WSU (2-0) consistently ranked near the best among Football Championship Subdivision team for allowing the fewest yards on kickoff returns last year. And Wulff again feels the Cougars' return coverage is good. But he said the lack of consistency displayed by kickers Andrew Furney and Alex Gauper is problematic.

He said neither can consistently kick the ball into the end zone. But Wulff said that is not necessarily a problem as long as kickoffs have enough hang time to get the coverage teams in place. He said it is difficult when one kickoff might reach the goal line, while the next lands around the 20-yard line.

"We just need to develop some consistency there," Wulff said.

Kickoffs that landed out of bounds twice gave the Rebels (0-2) possession at the 40-yard line.

"We're trying to keep everything inbounds," Wulff said. "Sometimes they just get pushed or pulled too far."

He said Furney, a sophomore, remains No. 1 on the depth chart when it comes to both kickoffs and extra points and field goals. But he said Gauper, a junior, still will travel with the team because he also is the backup punter to Dan Wagner.

SENIOR Marshall Lobbestael completed 24 of 32 passes for 361 yards and five touchdowns against the Rebels. Last season, Lobbestael completed just 7 of 15 passes in 2010.

"I am very happy for him personally because I know all of the work he's put in," Wulff said. "From a coaching standpoint, he's been through a lot here."

He also said he was happy with the performance of redshirt freshman Kristoff Williams, who was expected to play last year before he was sidelined with turf toe. Williams had 89 yards on four receptions.

Wulff was at least as effusive in his praise of the defense, which allowed just 158 yards against UNLV. In comparison, the Cougars' offense produced 610 yards of total offense.

"We were pretty assignment sound on defense," he said. "We tackled well."

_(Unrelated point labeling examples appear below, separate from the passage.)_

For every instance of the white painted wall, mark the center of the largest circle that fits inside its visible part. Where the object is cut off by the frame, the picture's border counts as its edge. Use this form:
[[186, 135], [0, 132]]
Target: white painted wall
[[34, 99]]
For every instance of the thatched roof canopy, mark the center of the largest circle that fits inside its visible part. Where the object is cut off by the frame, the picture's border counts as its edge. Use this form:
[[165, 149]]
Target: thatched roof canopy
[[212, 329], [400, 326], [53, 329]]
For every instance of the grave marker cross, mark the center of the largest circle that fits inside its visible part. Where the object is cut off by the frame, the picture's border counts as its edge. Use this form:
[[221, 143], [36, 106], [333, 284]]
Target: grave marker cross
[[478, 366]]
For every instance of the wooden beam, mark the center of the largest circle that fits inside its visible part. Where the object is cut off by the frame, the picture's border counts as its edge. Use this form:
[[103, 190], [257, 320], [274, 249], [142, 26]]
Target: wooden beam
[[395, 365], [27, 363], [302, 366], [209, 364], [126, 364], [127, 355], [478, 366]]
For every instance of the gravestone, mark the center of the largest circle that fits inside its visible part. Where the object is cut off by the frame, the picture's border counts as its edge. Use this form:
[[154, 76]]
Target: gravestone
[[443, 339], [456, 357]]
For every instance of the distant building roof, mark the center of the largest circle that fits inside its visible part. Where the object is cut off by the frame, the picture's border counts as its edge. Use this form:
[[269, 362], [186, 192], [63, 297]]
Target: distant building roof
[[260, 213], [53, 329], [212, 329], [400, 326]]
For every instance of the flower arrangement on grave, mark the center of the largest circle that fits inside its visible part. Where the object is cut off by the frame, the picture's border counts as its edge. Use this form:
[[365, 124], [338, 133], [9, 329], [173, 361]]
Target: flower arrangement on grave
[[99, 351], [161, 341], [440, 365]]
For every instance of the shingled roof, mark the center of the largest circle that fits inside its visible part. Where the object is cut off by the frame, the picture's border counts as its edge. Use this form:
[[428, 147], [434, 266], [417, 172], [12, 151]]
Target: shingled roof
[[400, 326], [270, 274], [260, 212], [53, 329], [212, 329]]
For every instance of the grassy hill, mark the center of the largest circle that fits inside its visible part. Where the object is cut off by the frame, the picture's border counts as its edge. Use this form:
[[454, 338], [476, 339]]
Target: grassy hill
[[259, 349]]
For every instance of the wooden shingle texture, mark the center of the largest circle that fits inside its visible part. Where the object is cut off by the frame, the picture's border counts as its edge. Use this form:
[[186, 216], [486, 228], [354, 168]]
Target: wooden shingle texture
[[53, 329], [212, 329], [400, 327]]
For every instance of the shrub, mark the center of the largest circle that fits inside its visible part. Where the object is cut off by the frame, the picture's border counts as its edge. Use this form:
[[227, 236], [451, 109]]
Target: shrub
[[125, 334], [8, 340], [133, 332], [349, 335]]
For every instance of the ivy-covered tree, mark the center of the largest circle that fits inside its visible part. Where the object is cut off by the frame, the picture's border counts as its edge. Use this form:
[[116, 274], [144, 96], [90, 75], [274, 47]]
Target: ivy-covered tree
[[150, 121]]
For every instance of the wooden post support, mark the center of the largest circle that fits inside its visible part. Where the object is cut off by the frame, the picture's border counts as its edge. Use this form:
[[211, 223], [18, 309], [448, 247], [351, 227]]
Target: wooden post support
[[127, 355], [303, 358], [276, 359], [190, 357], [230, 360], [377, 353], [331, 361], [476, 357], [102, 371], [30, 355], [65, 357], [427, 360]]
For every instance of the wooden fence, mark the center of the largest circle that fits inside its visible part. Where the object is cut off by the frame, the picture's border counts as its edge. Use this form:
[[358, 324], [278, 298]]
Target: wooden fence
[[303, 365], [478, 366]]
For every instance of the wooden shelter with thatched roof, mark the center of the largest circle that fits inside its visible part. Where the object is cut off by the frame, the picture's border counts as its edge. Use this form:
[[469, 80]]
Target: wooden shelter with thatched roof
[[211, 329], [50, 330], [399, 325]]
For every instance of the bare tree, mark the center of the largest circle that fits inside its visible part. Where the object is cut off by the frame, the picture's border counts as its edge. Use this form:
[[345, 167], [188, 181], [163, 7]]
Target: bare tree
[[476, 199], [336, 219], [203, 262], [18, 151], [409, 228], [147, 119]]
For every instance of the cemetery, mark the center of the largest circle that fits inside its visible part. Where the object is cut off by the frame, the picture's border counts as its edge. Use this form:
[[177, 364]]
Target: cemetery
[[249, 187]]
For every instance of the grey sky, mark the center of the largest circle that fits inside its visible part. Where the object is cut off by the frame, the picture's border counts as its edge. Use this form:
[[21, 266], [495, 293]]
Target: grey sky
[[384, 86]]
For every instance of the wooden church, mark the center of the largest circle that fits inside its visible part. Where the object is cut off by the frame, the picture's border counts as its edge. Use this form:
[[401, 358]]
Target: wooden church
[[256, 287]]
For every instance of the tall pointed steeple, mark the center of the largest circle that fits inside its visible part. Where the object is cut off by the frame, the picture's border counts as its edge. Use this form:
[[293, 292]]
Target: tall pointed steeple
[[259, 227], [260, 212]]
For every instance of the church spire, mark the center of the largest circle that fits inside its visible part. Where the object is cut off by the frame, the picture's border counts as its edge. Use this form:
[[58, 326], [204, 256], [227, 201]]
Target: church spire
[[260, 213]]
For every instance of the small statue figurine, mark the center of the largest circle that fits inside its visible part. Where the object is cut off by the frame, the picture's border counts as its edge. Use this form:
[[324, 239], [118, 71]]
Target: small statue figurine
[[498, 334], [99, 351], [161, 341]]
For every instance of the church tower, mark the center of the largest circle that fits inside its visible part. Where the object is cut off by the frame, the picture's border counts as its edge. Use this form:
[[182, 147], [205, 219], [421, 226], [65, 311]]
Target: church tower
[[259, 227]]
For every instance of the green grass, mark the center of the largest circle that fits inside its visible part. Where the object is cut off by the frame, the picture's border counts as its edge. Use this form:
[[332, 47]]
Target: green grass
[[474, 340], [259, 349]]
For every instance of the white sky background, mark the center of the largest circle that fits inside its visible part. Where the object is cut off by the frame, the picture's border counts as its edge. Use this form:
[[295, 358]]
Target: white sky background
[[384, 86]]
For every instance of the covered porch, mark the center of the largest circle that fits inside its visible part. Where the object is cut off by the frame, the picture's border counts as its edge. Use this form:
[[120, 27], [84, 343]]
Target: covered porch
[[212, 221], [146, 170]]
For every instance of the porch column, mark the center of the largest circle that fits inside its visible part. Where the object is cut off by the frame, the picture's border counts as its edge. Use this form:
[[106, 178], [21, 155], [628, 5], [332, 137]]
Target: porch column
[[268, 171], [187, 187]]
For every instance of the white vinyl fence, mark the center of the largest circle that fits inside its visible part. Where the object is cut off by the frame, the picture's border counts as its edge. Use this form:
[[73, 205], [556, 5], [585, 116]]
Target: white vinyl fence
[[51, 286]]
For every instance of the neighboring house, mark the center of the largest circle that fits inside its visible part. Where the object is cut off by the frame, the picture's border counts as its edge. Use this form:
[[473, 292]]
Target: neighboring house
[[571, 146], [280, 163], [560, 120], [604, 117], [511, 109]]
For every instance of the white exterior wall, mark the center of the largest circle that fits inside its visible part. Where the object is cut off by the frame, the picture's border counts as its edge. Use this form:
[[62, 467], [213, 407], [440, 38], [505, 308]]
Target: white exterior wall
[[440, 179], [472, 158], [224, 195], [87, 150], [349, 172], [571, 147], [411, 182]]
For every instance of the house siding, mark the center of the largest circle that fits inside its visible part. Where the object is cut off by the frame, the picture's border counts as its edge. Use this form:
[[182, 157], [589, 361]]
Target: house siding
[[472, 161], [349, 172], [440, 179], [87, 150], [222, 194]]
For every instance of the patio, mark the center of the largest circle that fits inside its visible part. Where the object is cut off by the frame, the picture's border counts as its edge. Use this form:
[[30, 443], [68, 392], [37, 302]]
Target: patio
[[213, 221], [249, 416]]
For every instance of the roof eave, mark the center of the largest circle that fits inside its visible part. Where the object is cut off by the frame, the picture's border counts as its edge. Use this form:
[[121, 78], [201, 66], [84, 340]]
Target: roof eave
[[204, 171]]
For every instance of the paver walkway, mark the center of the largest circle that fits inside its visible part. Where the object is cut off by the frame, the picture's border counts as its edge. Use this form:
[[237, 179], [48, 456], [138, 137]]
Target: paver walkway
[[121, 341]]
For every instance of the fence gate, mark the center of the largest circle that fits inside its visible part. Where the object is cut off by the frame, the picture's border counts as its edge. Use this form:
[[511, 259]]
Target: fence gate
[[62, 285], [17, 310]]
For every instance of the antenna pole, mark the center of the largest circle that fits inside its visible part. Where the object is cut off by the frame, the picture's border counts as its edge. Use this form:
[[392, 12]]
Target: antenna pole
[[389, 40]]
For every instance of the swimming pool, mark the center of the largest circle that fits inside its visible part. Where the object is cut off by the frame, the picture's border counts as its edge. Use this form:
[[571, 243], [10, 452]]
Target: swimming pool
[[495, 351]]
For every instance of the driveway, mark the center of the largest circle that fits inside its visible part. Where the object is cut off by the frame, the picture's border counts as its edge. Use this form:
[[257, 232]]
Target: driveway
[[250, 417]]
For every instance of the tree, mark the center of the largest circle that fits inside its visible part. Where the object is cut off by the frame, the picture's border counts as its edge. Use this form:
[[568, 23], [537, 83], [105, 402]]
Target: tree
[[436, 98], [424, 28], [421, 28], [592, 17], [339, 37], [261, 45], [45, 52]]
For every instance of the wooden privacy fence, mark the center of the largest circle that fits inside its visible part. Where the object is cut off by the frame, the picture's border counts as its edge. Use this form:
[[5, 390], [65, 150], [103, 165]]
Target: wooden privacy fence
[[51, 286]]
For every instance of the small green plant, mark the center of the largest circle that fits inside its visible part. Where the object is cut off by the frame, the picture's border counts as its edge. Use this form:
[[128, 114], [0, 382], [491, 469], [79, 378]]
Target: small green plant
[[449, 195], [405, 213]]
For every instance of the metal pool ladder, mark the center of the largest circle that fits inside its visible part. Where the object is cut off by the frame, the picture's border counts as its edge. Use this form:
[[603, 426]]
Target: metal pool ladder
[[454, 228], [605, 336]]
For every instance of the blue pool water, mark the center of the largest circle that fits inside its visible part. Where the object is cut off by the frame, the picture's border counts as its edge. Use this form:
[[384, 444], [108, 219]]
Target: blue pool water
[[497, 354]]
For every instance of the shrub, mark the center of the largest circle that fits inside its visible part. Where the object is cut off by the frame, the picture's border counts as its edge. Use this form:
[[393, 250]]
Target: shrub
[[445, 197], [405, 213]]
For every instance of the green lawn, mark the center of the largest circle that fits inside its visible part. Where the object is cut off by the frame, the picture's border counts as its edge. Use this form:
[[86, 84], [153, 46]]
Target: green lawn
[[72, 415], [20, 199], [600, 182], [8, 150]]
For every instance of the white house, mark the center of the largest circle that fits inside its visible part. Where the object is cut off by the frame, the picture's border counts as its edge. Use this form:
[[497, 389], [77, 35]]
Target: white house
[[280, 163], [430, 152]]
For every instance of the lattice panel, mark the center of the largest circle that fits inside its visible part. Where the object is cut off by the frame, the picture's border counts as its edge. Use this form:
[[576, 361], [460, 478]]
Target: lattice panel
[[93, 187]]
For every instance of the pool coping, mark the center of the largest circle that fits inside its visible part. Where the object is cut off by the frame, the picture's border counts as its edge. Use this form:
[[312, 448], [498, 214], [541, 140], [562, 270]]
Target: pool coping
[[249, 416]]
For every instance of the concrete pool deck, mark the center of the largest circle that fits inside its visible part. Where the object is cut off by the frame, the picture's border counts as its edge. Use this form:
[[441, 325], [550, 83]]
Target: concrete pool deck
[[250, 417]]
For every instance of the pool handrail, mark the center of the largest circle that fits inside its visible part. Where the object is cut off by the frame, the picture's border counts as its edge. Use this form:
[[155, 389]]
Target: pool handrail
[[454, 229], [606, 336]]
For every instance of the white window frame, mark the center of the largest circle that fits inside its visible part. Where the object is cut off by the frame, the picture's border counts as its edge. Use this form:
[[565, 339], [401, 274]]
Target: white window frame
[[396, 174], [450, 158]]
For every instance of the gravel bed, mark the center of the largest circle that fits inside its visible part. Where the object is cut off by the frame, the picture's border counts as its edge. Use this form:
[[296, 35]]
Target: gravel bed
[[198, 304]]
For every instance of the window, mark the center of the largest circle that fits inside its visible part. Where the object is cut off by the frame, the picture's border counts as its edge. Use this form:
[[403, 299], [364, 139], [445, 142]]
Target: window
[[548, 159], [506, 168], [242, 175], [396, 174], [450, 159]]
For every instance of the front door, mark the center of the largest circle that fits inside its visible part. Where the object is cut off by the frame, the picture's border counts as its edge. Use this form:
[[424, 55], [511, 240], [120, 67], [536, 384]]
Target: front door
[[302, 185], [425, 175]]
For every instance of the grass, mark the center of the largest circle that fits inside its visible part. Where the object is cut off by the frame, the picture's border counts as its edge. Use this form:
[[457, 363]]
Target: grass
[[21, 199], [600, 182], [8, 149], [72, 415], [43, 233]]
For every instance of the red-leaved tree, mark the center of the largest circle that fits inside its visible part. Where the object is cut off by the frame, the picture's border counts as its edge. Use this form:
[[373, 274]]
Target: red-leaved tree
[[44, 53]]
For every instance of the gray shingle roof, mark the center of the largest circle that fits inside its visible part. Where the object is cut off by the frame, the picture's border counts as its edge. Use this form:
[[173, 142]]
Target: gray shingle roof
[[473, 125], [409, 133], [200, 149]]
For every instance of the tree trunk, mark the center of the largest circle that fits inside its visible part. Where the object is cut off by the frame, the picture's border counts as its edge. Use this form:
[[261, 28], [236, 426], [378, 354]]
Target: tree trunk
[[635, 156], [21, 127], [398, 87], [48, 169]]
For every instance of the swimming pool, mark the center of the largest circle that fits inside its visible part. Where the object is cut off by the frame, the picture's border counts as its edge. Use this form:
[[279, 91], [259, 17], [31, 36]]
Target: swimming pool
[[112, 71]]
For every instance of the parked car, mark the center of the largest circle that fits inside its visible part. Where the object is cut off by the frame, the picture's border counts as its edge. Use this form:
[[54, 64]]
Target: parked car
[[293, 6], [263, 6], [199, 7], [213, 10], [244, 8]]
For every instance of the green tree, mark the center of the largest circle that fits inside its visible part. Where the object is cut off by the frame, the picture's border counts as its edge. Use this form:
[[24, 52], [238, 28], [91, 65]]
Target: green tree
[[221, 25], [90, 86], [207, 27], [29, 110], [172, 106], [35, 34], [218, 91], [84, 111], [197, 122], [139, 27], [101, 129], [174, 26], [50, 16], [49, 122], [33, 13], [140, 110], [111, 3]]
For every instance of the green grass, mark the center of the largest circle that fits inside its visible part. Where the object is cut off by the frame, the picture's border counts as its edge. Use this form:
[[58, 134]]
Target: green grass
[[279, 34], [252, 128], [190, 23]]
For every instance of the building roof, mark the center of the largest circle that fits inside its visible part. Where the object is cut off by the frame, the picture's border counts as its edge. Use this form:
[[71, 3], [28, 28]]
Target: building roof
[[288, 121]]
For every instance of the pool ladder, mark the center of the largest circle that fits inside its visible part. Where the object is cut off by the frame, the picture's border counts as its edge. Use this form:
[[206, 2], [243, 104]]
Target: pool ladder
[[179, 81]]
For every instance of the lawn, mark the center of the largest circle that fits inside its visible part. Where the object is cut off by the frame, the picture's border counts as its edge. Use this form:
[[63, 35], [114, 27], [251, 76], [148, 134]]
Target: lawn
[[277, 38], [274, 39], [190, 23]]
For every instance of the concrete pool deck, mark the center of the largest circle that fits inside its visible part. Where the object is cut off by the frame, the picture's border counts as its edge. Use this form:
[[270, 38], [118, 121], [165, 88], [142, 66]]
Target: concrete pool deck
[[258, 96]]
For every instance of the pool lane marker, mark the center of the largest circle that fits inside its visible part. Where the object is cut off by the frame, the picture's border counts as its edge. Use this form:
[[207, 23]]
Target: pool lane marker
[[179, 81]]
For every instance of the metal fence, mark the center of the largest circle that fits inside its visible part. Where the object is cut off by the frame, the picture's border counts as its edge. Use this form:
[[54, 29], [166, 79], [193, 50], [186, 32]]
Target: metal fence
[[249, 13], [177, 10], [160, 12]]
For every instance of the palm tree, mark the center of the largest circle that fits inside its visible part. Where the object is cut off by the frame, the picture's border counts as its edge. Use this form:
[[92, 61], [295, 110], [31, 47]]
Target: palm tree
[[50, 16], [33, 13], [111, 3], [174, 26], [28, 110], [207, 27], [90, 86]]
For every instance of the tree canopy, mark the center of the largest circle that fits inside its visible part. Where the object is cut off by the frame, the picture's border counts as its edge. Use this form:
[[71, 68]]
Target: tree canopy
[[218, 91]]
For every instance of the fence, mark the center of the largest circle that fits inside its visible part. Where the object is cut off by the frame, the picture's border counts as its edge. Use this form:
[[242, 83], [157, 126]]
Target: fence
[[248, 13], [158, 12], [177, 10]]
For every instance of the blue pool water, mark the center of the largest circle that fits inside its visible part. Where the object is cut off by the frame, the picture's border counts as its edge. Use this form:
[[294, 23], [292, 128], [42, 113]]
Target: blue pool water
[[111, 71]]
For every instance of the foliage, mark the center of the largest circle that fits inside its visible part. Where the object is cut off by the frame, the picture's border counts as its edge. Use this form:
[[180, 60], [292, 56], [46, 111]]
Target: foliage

The Rebels passed for only 60 yards, but Wulff said it was difficult to assess the play of his cornerbacks because "they weren't challenged a lot." When they were, he said they tackled well.

The Cougars rank first among FBS teams with an average of 61.5 points per game and 24th in points allowed (14.0). But WSU now plays San Diego State (2-0) at 3:30 p.m. Saturday. The Aztecs finished 9-4 and won the Poinsettia Bowl last year. The Cougars have one only once on the road -- 31-14 on Nov. 13, 2010, at Oregon State -- during the last two seasons.

"(We need intensity in practice) because things keep becoming a bigger challenge for us," Wulff said. "We need to keep growing and evolving as a team because we're not where we need to be."

SDSU has opened against two teams -- Cal Poly and Army -- that feature the triple option and Wulff said he "hopes" the Aztecs struggle to adjust to the Cougars' no-huddle scheme. But he added that WSU also does not have any film from SDSU for this season.

"We're going to have some challenges figuring out what we need to do," Wulff said.

He said not much, including the starting lineup, will change this week during practice.

"It's going to be the same approach," Wulff said. "We've got to come out and work hard to get ourselves better."